Software vulnerability detection is a critical area in cybersecurity, and recent advances have explored the use of deep learning (DL) to automate this process. However, existing DL-based methods often suffer from slow performance on real-world datasets and fail to capture the relationships between functions in large codebases. The original VulBG study proposed a novel approach by using a Behavior Graph Model to extract and connect semantic slices of code, therefore enhancing the effectiveness of baseline DL models in detecting vulnerabilities. Key components of VulBG were reimplemented from scratch, including data loading, slicing, embedding with CodeBERT, clustering via K-means, and graph embedding using Node2Vec, due to limited or incomplete scripts in the original repository. A neural network classifier was then trained using both baseline features and behavior-based graph features.

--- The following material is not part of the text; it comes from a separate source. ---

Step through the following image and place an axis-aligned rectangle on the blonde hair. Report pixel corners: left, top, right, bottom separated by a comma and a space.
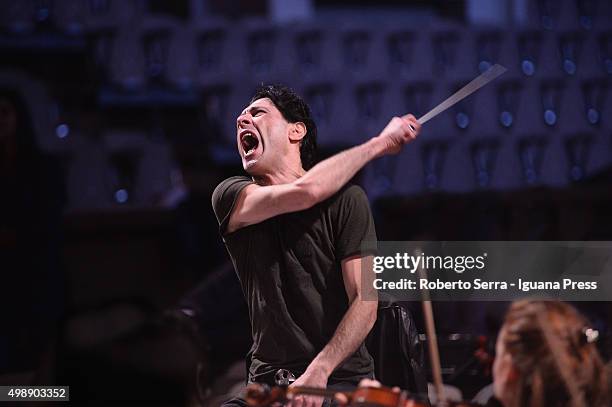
501, 300, 608, 407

The model was evaluated on real-world C function datasets using standard metrics such as accuracy, precision, recall, and F1-score. The replicated model achieved an F1-score of 0.5791, closely matching the original study and demonstrating improved recall through behavior-based features. This replication confirms that incorporating inter-function semantic relationships via Behavior Graphs can significantly improve DL-based vulnerability detection. It also shows practical changes in reproducibility and suggests potential improvements such as enhanced slicing techniques and model fusion with pretrained embeddings.